I'm trying to parse a large CSV file (this one, to be exact) into a Map
from numbers to objects. Because the file is big and may take a while to download, the code parses it while it's still downloading, in order to prevent doing all the work at once, after the download finishes. Here's the code:
const unicodeDataReader = (await fetch("data/ucd/UnicodeData.txt")).body.getReader();
const decoder = new TextDecoder();
let chunk, done;
let codePoint, column = 0, fieldBytes = [], codePointObj = {};
while ({ value: chunk, done } = await unicodeDataReader.read(), !done) {
for (const byte of chunk) {
if (byte === 0x3B) { // ;
const a = new Uint8Array(fieldBytes);
const field = decoder.decode(a);
switch (column) {
case 0:
codePoint = Number.parseInt(field, 16);
break;
case 1:
codePointObj.name = field;
break;
case 2:
codePointObj.generalCategory = field;
break;
}
fieldBytes.length = 0;
column++;
} else if (byte === 0x0A) { //
ucd.codePoints.set(codePoint, codePointObj);
fieldBytes.length = 0;
column = 0;
codePointObj = {};
} else {
fieldBytes.push(byte);
}
}
}
However, this code performs very poorly (even when downloading from localhost
) and I don't know why.
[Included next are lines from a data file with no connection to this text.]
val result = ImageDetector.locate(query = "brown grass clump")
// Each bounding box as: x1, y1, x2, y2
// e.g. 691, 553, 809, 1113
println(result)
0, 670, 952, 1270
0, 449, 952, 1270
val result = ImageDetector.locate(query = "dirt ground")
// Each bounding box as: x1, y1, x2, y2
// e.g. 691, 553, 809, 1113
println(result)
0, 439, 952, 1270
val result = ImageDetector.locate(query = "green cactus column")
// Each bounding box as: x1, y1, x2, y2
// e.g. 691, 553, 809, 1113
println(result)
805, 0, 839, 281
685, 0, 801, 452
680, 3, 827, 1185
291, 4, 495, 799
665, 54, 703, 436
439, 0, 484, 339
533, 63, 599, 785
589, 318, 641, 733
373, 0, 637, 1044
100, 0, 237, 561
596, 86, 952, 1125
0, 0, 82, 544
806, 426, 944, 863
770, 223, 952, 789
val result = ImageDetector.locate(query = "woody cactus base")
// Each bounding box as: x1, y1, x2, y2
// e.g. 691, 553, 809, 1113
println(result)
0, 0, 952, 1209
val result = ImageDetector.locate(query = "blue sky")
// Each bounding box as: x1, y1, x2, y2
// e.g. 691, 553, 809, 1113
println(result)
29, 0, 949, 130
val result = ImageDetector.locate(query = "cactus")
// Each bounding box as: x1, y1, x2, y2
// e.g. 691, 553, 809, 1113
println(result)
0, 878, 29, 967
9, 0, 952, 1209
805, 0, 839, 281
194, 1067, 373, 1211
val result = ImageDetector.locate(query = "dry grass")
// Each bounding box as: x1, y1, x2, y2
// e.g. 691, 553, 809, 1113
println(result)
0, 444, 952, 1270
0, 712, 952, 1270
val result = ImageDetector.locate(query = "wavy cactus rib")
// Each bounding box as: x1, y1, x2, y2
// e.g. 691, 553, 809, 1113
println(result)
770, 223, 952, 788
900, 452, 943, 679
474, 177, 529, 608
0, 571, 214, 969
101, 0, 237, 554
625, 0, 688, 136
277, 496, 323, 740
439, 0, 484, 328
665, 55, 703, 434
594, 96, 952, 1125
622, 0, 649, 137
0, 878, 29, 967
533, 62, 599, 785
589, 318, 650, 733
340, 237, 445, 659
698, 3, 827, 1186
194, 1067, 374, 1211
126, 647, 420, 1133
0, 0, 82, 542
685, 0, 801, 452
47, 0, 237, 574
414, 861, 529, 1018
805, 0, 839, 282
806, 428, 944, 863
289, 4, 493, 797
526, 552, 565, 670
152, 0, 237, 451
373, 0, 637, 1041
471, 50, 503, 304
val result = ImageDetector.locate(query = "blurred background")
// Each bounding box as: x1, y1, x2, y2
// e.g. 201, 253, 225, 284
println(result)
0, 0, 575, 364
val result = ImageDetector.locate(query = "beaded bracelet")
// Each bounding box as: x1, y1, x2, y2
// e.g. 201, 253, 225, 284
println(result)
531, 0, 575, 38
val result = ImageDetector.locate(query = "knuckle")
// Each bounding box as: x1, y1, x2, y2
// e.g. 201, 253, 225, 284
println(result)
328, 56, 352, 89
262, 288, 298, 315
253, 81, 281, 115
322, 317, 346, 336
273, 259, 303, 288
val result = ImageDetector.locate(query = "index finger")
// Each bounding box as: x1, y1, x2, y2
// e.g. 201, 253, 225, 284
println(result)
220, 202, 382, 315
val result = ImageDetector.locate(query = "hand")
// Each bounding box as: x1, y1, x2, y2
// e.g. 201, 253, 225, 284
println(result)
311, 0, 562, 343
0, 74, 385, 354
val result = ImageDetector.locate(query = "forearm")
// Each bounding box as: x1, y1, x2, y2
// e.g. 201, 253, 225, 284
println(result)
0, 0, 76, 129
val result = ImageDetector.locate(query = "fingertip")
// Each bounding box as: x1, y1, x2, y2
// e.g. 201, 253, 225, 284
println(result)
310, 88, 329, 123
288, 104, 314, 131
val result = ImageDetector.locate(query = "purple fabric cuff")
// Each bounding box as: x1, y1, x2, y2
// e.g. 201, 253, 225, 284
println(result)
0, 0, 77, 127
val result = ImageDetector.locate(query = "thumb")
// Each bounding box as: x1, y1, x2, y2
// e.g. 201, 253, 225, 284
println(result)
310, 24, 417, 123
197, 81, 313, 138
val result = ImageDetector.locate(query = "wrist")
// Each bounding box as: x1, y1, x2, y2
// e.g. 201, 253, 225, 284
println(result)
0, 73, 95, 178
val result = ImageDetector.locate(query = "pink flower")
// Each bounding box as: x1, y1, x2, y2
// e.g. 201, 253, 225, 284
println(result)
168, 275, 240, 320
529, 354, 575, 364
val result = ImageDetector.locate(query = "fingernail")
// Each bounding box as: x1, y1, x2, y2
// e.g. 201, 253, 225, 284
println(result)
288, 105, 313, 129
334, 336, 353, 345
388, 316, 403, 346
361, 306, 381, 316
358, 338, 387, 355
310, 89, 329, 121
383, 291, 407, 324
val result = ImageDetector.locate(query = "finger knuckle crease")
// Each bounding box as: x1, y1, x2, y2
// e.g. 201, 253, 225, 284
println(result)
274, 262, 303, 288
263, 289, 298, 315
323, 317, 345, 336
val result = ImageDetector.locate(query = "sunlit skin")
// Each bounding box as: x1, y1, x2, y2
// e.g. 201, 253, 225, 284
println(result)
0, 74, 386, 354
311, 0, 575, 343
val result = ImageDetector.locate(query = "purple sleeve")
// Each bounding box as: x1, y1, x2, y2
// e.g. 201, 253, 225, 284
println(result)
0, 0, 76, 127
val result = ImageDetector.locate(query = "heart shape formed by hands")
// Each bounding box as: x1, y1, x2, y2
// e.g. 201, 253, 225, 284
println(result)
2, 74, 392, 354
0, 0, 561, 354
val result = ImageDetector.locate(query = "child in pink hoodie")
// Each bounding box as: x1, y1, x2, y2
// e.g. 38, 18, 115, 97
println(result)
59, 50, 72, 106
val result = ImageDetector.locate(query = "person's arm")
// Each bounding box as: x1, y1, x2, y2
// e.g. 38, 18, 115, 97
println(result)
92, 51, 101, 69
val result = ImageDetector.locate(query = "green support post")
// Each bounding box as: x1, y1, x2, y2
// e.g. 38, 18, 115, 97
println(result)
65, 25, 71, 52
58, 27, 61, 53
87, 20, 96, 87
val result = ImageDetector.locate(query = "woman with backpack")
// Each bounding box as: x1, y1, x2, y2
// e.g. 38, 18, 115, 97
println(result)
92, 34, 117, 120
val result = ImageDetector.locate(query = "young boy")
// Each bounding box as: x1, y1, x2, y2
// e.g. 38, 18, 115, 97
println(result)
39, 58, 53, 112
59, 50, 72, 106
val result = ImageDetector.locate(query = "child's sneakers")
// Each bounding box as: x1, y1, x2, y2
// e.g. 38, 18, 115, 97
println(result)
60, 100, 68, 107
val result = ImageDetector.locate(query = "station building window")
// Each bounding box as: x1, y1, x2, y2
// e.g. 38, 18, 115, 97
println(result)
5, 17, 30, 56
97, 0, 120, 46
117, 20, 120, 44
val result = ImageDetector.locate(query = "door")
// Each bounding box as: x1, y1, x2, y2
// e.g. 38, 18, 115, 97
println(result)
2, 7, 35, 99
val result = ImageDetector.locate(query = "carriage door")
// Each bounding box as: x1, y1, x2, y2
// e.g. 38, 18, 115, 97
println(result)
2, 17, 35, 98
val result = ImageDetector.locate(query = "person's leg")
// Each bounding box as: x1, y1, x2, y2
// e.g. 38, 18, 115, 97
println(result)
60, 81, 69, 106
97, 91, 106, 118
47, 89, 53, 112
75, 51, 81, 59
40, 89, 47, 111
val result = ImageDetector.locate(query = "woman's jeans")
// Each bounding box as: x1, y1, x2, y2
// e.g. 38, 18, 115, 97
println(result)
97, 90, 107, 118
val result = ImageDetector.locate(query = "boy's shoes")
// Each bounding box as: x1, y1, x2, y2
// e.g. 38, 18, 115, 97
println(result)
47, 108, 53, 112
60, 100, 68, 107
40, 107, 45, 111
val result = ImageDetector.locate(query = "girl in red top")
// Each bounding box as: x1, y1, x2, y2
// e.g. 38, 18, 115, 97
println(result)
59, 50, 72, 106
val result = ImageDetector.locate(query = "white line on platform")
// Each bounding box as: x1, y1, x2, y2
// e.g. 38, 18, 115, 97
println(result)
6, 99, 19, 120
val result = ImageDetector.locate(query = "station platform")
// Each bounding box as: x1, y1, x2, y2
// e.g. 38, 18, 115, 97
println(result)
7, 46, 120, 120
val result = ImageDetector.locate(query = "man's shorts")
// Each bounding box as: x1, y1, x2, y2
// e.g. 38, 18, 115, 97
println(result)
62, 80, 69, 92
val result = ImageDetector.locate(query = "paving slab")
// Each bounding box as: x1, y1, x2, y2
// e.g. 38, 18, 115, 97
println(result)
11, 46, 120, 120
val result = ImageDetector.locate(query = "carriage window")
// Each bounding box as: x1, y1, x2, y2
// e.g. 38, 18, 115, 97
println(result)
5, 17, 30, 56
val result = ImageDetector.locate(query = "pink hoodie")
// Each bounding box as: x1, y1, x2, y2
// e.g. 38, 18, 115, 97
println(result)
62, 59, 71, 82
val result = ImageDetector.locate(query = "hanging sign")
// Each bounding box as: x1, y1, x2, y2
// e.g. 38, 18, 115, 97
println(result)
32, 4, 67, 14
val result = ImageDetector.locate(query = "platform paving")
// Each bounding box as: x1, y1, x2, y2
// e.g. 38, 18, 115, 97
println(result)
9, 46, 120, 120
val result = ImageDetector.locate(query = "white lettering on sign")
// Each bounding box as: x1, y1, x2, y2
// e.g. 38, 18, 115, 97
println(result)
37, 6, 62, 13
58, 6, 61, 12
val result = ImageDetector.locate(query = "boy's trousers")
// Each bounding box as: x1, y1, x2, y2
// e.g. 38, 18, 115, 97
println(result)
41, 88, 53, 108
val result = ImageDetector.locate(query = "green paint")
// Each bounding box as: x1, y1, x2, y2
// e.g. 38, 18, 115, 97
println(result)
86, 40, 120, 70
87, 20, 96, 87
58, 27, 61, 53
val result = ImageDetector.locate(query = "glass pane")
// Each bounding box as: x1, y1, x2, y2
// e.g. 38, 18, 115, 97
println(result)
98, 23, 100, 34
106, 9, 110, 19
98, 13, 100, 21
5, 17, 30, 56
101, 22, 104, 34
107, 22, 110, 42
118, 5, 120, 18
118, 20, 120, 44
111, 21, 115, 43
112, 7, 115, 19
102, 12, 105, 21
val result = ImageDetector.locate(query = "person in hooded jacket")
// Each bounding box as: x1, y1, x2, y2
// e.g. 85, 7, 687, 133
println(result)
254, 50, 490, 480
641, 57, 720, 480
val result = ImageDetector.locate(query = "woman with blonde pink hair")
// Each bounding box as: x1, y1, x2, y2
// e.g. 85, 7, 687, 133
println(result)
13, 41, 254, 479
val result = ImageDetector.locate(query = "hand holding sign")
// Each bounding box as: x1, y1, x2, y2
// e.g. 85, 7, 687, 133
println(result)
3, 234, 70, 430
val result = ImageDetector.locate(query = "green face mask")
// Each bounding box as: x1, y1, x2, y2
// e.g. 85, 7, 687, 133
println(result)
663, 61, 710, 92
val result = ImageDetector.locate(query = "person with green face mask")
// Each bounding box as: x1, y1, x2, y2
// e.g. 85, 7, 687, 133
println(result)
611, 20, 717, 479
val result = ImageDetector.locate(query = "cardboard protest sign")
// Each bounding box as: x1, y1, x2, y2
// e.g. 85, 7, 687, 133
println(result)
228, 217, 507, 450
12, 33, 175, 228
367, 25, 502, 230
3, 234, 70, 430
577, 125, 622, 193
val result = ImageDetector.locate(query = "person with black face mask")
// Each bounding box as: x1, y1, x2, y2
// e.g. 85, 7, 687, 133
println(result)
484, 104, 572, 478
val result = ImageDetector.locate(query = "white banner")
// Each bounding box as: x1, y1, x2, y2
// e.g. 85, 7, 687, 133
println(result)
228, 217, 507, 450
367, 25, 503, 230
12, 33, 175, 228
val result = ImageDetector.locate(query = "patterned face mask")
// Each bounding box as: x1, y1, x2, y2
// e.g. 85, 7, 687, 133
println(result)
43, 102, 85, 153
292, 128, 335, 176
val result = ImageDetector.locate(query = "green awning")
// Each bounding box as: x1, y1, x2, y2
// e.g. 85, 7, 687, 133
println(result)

Chrome DevTools says that the lines that take the most time to execute are:
const a = new Uint8Array(fieldBytes);
const field = decoder.decode(a);
The most weird thing about this is that this similar approach seems to work much better, but it may not work if a character is split between two chunks. (This doesn't happen with this file, because there are only ASCII characters, but I'm planning on adapting this code for other similar files.)
const unicodeDataReader = (await fetch("data/ucd/UnicodeData.txt")).body.getReader();
const decoder = new TextDecoder();
let chunk, done;
let codePoint, column = 0, field = "", codePointObj = {};
while ({ value: chunk, done } = await unicodeDataReader.read(), !done) {
for (const char of decoder.decode(chunk)) {
if (char === ";") { // ;
switch (column) {
case 0:
codePoint = Number.parseInt(field, 16);
break;
case 1:
codePointObj.name = field;
break;
case 2:
codePointObj.generalCategory = field;
break;
}
field = "";
column++;
} else if (char === "
") { //
ucd.codePoints.set(codePoint, codePointObj);
field = "";
column = 0;
codePointObj = {};
} else {
field += char;
}
}
}
I thought the problem was that decoder.decode()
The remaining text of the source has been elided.